Why Our HPA Was Scaling Too Slowly (and How We Fixed It)
1 min read
The symptom
Traffic spikes would cause p99 latency to climb for 3-4 minutes before new pods came online. By the time they did, the spike was over and we’d over-provision.
The root cause
Our HPA was using the default metrics pipeline:
# Before
apiVersion: autoscaling/v2
kind: HorizontalPodAutoscaler
spec:
minReplicas: 2
maxReplicas: 10
metrics:
- type: Resource
resource:
name: cpu
target:
type: Utilization
averageUtilization: 70
Default behavior: HPA evaluates every 15 seconds, but the default --horizontal-pod-autoscaler-upscale-delay is 3 minutes.

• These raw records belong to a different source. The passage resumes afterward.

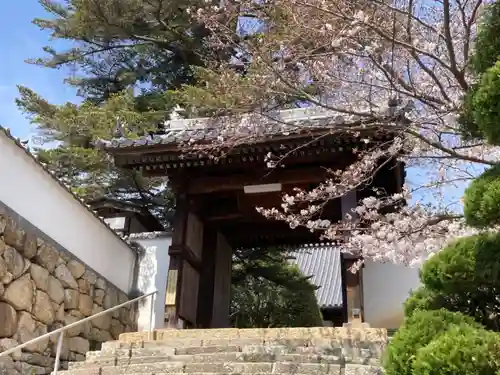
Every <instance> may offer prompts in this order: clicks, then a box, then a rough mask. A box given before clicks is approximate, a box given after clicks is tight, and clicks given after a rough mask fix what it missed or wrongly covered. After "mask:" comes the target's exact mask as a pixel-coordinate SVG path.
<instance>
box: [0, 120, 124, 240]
mask: <svg viewBox="0 0 500 375" xmlns="http://www.w3.org/2000/svg"><path fill="white" fill-rule="evenodd" d="M1 134H5V136H6V137H7V138H8V139H10V140H11V141H12V143H14V144H15V145H16V146H17V147H19V148H20V149H21V150H22V151H23V152H24V153H25V154H26V155H28V156H29V157H30V158H32V159H33V161H34V162H35V163H36V164H38V165H39V166H40V168H42V169H43V170H44V171H45V172H46V173H47V174H48V175H49V176H50V177H51V178H52V179H53V180H54V181H56V182H57V183H58V184H59V186H61V187H62V188H63V189H64V190H66V191H67V192H68V193H69V194H71V195H72V196H73V198H74V199H75V200H76V201H78V203H80V204H81V205H82V206H83V207H84V208H85V209H86V210H87V211H89V212H90V213H91V214H92V215H93V216H94V217H95V218H96V219H97V220H99V221H100V222H101V223H102V224H103V225H105V226H106V228H108V230H109V231H110V232H111V233H113V235H115V236H116V237H118V238H119V239H120V241H122V242H124V243H125V244H126V245H127V246H128V247H130V244H128V243H127V242H126V241H125V240H124V239H123V238H122V237H120V236H119V235H118V234H117V233H116V232H115V231H114V230H113V229H111V227H110V226H109V225H108V224H107V223H106V222H105V221H104V220H103V219H102V218H101V217H99V216H98V215H97V214H96V213H95V212H94V211H93V210H92V208H91V207H90V206H89V205H87V204H85V202H84V201H83V200H82V199H81V198H79V197H78V196H76V195H75V194H74V193H73V192H72V191H71V189H70V188H69V187H68V186H66V185H65V184H64V183H63V182H61V181H60V180H59V179H58V178H56V177H55V176H54V174H53V173H52V172H50V171H49V169H48V168H47V167H46V166H45V165H43V164H42V163H40V161H39V160H38V159H37V157H36V156H35V155H34V154H32V153H31V152H30V151H29V149H28V148H26V147H25V146H24V145H23V144H22V143H21V140H19V139H18V138H15V137H14V136H13V135H12V134H11V132H10V130H9V129H7V128H4V127H3V126H0V135H1Z"/></svg>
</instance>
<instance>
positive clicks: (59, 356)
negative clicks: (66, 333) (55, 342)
mask: <svg viewBox="0 0 500 375" xmlns="http://www.w3.org/2000/svg"><path fill="white" fill-rule="evenodd" d="M63 339H64V331H62V332H61V333H60V334H59V339H58V340H57V350H56V361H55V362H54V372H53V375H57V371H58V370H59V363H60V359H61V350H62V342H63Z"/></svg>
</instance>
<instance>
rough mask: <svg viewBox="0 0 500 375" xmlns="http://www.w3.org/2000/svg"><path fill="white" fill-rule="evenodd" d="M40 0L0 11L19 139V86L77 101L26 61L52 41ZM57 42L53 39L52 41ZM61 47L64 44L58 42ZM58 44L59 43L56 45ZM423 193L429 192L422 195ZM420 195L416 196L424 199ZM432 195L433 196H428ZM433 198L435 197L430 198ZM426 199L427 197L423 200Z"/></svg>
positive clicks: (11, 108) (8, 76)
mask: <svg viewBox="0 0 500 375" xmlns="http://www.w3.org/2000/svg"><path fill="white" fill-rule="evenodd" d="M48 16H50V15H48V14H47V13H46V12H45V11H44V9H43V8H42V7H41V6H40V4H39V3H38V1H37V0H17V1H16V0H15V1H4V2H3V4H2V12H0V25H2V31H3V32H1V33H0V43H1V45H2V49H3V51H4V53H5V55H4V56H5V57H2V59H0V125H2V126H4V127H8V128H10V129H11V131H12V133H13V134H14V135H15V136H16V137H19V138H22V139H27V138H29V136H30V134H31V135H32V134H33V130H34V129H33V127H32V126H31V125H30V122H29V120H28V119H27V118H26V116H25V115H24V114H23V113H21V112H20V111H19V110H18V108H17V107H16V104H15V98H16V97H17V96H18V91H17V88H16V85H24V86H27V87H29V88H31V89H33V90H35V92H37V93H38V94H40V95H41V96H42V97H44V98H45V99H47V100H49V102H51V103H56V104H59V103H63V102H65V101H77V100H78V98H77V97H76V93H75V90H74V89H72V88H71V87H68V86H67V85H65V84H64V83H63V80H64V78H65V77H67V76H68V73H69V71H67V70H64V69H63V70H54V69H48V68H42V67H38V66H34V65H30V64H26V63H25V62H24V61H25V60H26V59H28V58H33V57H40V56H43V51H42V48H43V47H44V46H45V45H47V44H49V39H50V35H49V34H48V33H47V32H44V31H41V30H40V29H39V28H38V27H37V26H35V25H33V24H32V23H31V21H32V20H33V18H36V17H42V18H44V17H48ZM50 44H51V45H54V43H53V42H51V43H50ZM58 44H59V45H60V46H62V44H61V43H58ZM56 46H57V45H56ZM418 175H419V173H418V172H417V171H415V170H409V171H408V180H410V181H411V182H413V183H416V182H417V181H418V184H420V183H421V182H423V181H421V180H422V177H421V176H418ZM463 188H464V185H462V186H460V187H459V188H448V189H449V190H448V191H447V194H450V198H451V199H450V201H455V200H456V199H458V198H459V197H460V196H461V195H462V192H463ZM423 195H424V196H425V195H427V194H425V193H424V194H423ZM424 196H422V195H421V194H418V195H417V197H416V199H422V198H424ZM428 198H430V197H428ZM431 199H432V198H431ZM424 200H426V199H424Z"/></svg>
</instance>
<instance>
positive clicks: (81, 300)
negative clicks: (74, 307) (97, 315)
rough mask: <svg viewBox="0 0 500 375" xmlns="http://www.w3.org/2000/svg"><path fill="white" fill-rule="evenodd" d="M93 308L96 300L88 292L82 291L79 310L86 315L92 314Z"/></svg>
mask: <svg viewBox="0 0 500 375" xmlns="http://www.w3.org/2000/svg"><path fill="white" fill-rule="evenodd" d="M93 308H94V301H93V300H92V297H90V296H89V295H88V294H83V293H80V298H79V301H78V310H80V312H81V313H82V314H83V315H84V316H90V315H92V309H93Z"/></svg>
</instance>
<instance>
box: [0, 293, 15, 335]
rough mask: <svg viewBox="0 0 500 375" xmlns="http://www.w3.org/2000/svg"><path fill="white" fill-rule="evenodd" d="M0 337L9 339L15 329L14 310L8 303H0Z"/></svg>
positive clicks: (14, 311)
mask: <svg viewBox="0 0 500 375" xmlns="http://www.w3.org/2000/svg"><path fill="white" fill-rule="evenodd" d="M0 322H1V323H0V337H11V336H13V335H14V333H15V332H16V329H17V313H16V310H15V309H14V308H13V307H12V306H11V305H9V304H8V303H4V302H0Z"/></svg>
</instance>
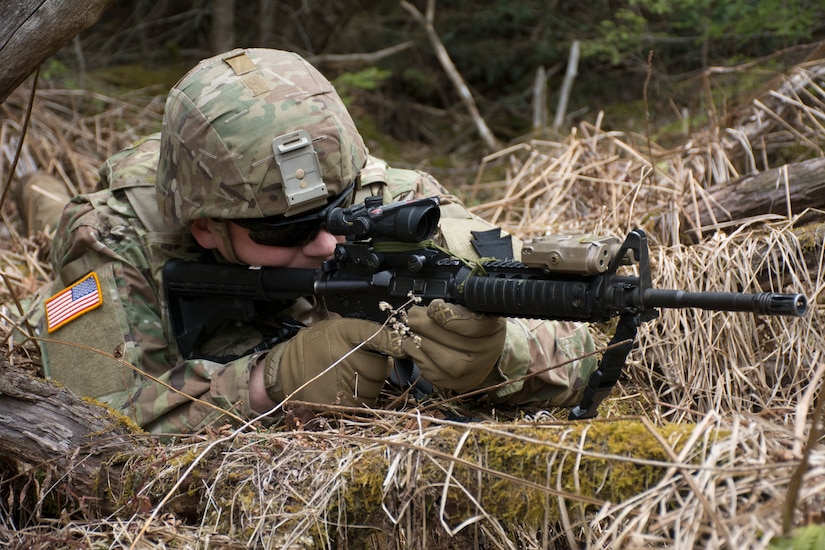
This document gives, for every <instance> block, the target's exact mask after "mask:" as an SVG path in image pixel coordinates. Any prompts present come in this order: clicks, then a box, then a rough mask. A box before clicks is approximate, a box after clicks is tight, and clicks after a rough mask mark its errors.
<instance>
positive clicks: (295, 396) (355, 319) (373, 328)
mask: <svg viewBox="0 0 825 550" xmlns="http://www.w3.org/2000/svg"><path fill="white" fill-rule="evenodd" d="M379 329H381V325H379V324H378V323H374V322H372V321H364V320H362V319H346V318H344V319H331V320H325V321H321V322H319V323H317V324H314V325H312V326H311V327H308V328H304V329H301V330H299V331H298V334H296V335H295V336H294V337H293V338H292V339H290V340H289V341H288V342H284V343H282V344H279V345H278V346H276V347H275V348H273V349H272V350H270V352H269V354H268V356H267V358H266V364H265V368H264V385H265V387H266V393H267V395H269V397H270V399H272V400H273V401H275V402H276V403H280V402H281V401H283V399H284V397H285V396H287V395H290V394H291V393H292V392H294V391H295V390H296V389H298V388H299V387H300V386H301V385H303V384H304V383H306V382H308V381H309V380H311V379H313V378H314V377H316V376H318V375H319V374H320V373H321V372H323V371H324V370H326V369H327V368H328V367H329V366H330V365H332V364H333V363H335V362H336V361H338V360H339V359H341V358H342V357H343V359H341V360H340V362H339V363H338V364H337V365H336V366H335V367H333V368H330V369H328V370H327V372H324V374H321V375H320V376H319V377H318V379H317V380H313V381H312V382H310V383H309V384H308V385H307V386H306V387H305V388H304V389H302V390H301V391H299V392H298V393H297V394H296V395H295V396H294V399H296V400H298V401H310V402H313V403H330V404H332V403H336V404H341V405H346V406H360V405H370V406H371V405H374V404H375V401H376V398H377V397H378V394H379V393H380V392H381V388H382V387H383V386H384V381H385V380H386V378H387V377H388V376H389V374H390V368H391V367H392V359H391V358H389V357H387V356H386V355H381V354H379V353H375V352H383V351H384V350H385V349H386V348H388V347H393V346H392V344H391V342H392V340H393V333H392V332H391V331H390V330H389V329H386V328H384V329H381V331H380V333H379V335H380V337H376V338H374V339H372V340H368V339H369V338H371V337H372V336H373V335H374V334H375V333H376V331H378V330H379ZM396 337H397V335H396ZM365 340H368V341H367V342H366V343H365V344H364V346H363V347H361V348H359V349H358V350H357V351H354V352H352V353H350V352H351V351H352V350H353V349H354V348H355V347H356V346H357V345H358V344H360V343H361V342H364V341H365ZM348 353H349V355H347V354H348ZM345 356H346V357H345Z"/></svg>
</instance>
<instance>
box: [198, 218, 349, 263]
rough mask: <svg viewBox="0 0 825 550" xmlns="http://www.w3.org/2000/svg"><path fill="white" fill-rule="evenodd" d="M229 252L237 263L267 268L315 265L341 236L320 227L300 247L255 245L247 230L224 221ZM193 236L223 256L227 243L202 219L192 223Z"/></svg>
mask: <svg viewBox="0 0 825 550" xmlns="http://www.w3.org/2000/svg"><path fill="white" fill-rule="evenodd" d="M226 227H227V231H228V235H229V240H230V242H231V244H232V251H233V252H234V253H235V257H236V258H237V259H238V261H239V262H241V263H244V264H248V265H257V266H266V267H302V268H316V267H319V266H320V265H321V262H323V261H324V260H326V259H329V258H331V257H332V253H333V252H334V251H335V245H336V244H337V243H338V242H339V241H341V240H343V239H344V237H341V236H336V235H332V234H331V233H329V232H328V231H327V230H326V229H321V230H320V231H319V232H318V234H317V235H316V236H315V237H314V238H313V239H311V240H309V241H307V242H306V243H304V244H302V245H299V246H268V245H263V244H258V243H256V242H255V241H253V240H252V239H251V238H250V237H249V230H248V229H244V228H243V227H241V226H239V225H237V224H235V223H232V222H227V224H226ZM191 230H192V235H194V237H195V239H196V240H197V241H198V243H199V244H200V245H201V246H202V247H204V248H206V249H210V250H212V249H217V250H218V252H220V253H221V255H222V256H223V257H224V258H229V257H231V254H228V253H227V250H226V243H225V242H224V240H223V238H221V236H220V235H219V234H218V233H217V232H216V231H215V230H214V227H213V226H212V225H211V224H210V223H209V222H208V221H207V220H205V219H201V220H195V221H194V222H193V223H192V226H191Z"/></svg>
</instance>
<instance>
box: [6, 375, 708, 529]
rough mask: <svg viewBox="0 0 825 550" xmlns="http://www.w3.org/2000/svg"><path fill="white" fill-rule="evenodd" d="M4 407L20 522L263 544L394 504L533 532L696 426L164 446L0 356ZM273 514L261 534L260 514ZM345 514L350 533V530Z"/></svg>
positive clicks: (326, 528)
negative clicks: (108, 525)
mask: <svg viewBox="0 0 825 550" xmlns="http://www.w3.org/2000/svg"><path fill="white" fill-rule="evenodd" d="M0 411H2V413H0V458H3V459H4V461H5V463H6V464H7V465H6V466H5V467H4V468H0V474H2V477H3V478H5V479H3V480H2V482H0V489H2V490H0V497H2V498H3V501H4V502H7V503H9V505H10V506H12V509H13V511H14V513H16V514H18V515H19V514H21V513H24V512H23V511H21V510H19V509H16V507H17V506H23V503H24V502H26V501H27V502H29V503H30V502H32V501H37V502H41V503H43V502H45V504H44V506H45V507H46V508H48V509H49V510H51V513H55V514H60V515H61V516H65V515H66V514H69V515H70V516H71V515H72V514H78V513H80V514H83V515H84V516H85V517H87V518H88V517H104V516H105V517H121V518H124V519H129V518H133V517H135V516H134V515H135V514H145V513H148V512H150V511H155V512H162V513H173V514H175V515H176V516H177V517H181V518H184V519H191V520H192V521H194V522H196V523H198V522H200V521H208V522H210V523H212V524H214V525H215V526H216V528H218V529H219V530H221V531H223V530H224V528H225V529H226V532H229V531H233V532H244V531H248V532H256V535H255V536H256V537H257V536H260V537H263V538H266V537H267V536H272V537H275V536H276V534H277V533H276V532H275V530H276V528H277V529H278V530H281V531H282V532H283V531H284V530H285V529H288V528H289V529H298V530H299V531H300V530H301V525H304V524H307V525H309V524H311V525H312V526H313V527H311V528H309V529H304V531H303V533H304V535H307V536H310V537H321V538H329V537H333V538H334V537H336V536H342V534H343V535H344V536H347V537H353V536H356V537H357V536H360V535H359V534H358V533H361V534H363V533H364V532H368V533H371V535H370V536H375V535H376V533H383V534H382V535H381V536H385V535H390V534H391V533H392V532H394V531H395V530H397V529H398V528H399V527H398V526H397V525H396V524H393V522H391V521H389V514H388V512H390V513H398V514H412V515H413V516H415V517H417V518H419V519H420V518H429V519H427V520H426V521H427V522H429V523H430V524H431V525H433V526H434V527H437V526H439V525H444V524H445V523H449V524H452V525H459V524H461V523H462V522H465V521H467V519H468V518H472V517H474V516H476V515H479V514H481V515H485V516H489V518H491V520H493V521H496V522H499V523H501V524H502V525H508V524H513V525H516V524H518V525H522V526H523V525H532V526H538V525H540V524H542V523H543V522H546V521H557V520H558V518H559V517H561V512H560V510H559V507H560V506H567V507H568V508H570V509H571V510H578V512H576V514H577V515H579V517H581V514H583V513H584V511H585V510H591V511H592V510H596V509H598V507H599V506H600V505H601V504H603V503H604V502H605V501H613V502H617V501H622V500H625V499H627V498H630V497H632V496H633V495H636V494H638V493H640V492H642V491H644V490H646V489H648V488H650V487H651V486H652V485H654V484H656V483H658V482H659V481H660V480H661V479H662V478H663V476H664V475H666V472H667V471H668V469H669V464H668V461H669V460H672V459H673V457H674V456H675V455H674V454H673V453H678V452H679V450H680V449H679V443H678V442H680V441H684V439H685V436H686V435H687V434H688V433H689V432H690V431H691V430H692V429H694V427H693V426H670V427H667V428H658V429H654V428H652V427H651V426H649V425H648V424H645V423H643V422H641V421H623V422H598V421H596V422H592V423H591V422H581V423H573V424H568V423H562V424H560V425H553V426H529V425H528V426H522V425H518V424H514V425H512V426H508V425H496V426H494V427H491V426H488V425H486V424H485V423H480V424H470V425H467V426H466V427H463V426H440V427H439V426H433V427H432V428H431V429H430V430H428V431H426V432H425V433H424V434H423V435H420V434H419V433H418V431H417V430H411V431H410V433H409V434H406V433H405V432H404V431H402V432H400V433H396V434H394V435H391V436H389V437H387V436H385V435H381V433H372V434H366V435H365V434H364V433H363V432H358V431H356V432H353V433H349V432H347V431H342V430H339V429H332V430H326V431H319V432H293V431H261V432H242V433H232V432H227V433H211V434H208V435H200V436H194V437H192V438H191V439H189V440H187V441H186V442H184V443H179V444H175V445H161V444H158V442H157V441H156V440H155V439H153V438H148V437H147V436H146V435H141V434H140V433H138V432H136V431H135V430H134V428H133V427H132V426H130V425H129V423H128V422H124V420H123V419H122V417H119V416H118V415H117V414H116V413H113V412H112V411H109V410H108V409H106V408H105V407H102V406H100V405H98V404H95V403H93V402H89V401H86V400H82V399H78V398H77V397H75V396H74V395H73V394H72V393H71V392H69V391H68V390H67V389H65V388H62V387H59V386H56V385H54V384H52V383H50V382H48V381H45V380H40V379H37V378H33V377H31V376H29V375H28V374H26V373H24V372H22V371H20V370H19V369H16V368H13V367H10V366H9V365H8V363H4V364H2V365H0ZM668 442H674V443H673V446H672V447H671V448H668V447H669V446H670V443H668ZM630 457H632V458H630ZM9 463H11V464H16V465H17V467H18V472H17V473H15V472H11V471H9V467H8V464H9ZM4 470H5V471H4ZM38 472H39V473H38ZM9 474H11V475H9ZM31 475H34V476H36V477H37V479H38V480H39V482H40V483H39V484H38V485H37V486H38V487H39V491H40V493H38V494H37V495H34V498H31V496H29V498H28V500H26V499H25V498H22V496H21V493H20V488H21V483H17V484H14V483H10V482H9V481H10V478H11V480H12V481H13V480H14V478H15V477H16V478H18V479H19V478H25V477H26V476H31ZM28 490H32V488H31V484H29V489H28ZM44 495H47V496H46V498H44ZM307 499H310V500H312V502H313V507H311V508H310V507H308V505H307ZM565 503H567V504H566V505H565ZM394 507H397V509H393V508H394ZM29 513H31V510H29ZM570 513H571V512H570V510H568V511H566V512H565V514H570ZM37 514H38V516H43V515H44V514H45V512H44V511H43V510H38V511H37ZM270 516H271V518H272V529H273V532H272V533H270V534H269V535H267V534H266V533H263V532H261V530H264V531H266V530H267V529H269V527H267V525H269V523H266V524H265V525H262V523H261V518H262V517H270ZM310 516H311V517H310ZM308 517H309V519H308ZM341 517H346V518H347V520H346V522H345V523H346V525H354V526H359V527H358V529H356V531H354V532H352V533H348V532H347V529H348V528H347V527H340V526H339V521H340V520H339V519H338V518H341ZM202 518H206V519H205V520H204V519H202ZM342 529H343V531H342ZM365 529H366V531H365ZM439 529H440V528H437V529H436V530H439ZM391 536H392V535H391ZM263 538H262V540H263ZM273 540H274V539H273Z"/></svg>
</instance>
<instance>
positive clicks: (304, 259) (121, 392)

Plus, Metrics Server scrapes every 60 seconds, and HPA reads from its metrics. That’s a 4-minute lag.
The fix
# After — faster reaction
spec:
behavior:
scaleUp:
stabilizationWindowSeconds: 30 # down from default 300
policies:
- type: Percent
value: 200 # double pods per step
periodSeconds: 30
selectPolicy: Faster
Also switched Metrics Server scrape interval to 15s.
What I learned
Kubernetes defaults are tuned for stability, not responsiveness. If your traffic is bursty, you need to explicitly tune the HPA behavior block. The stabilization window is the biggest lever.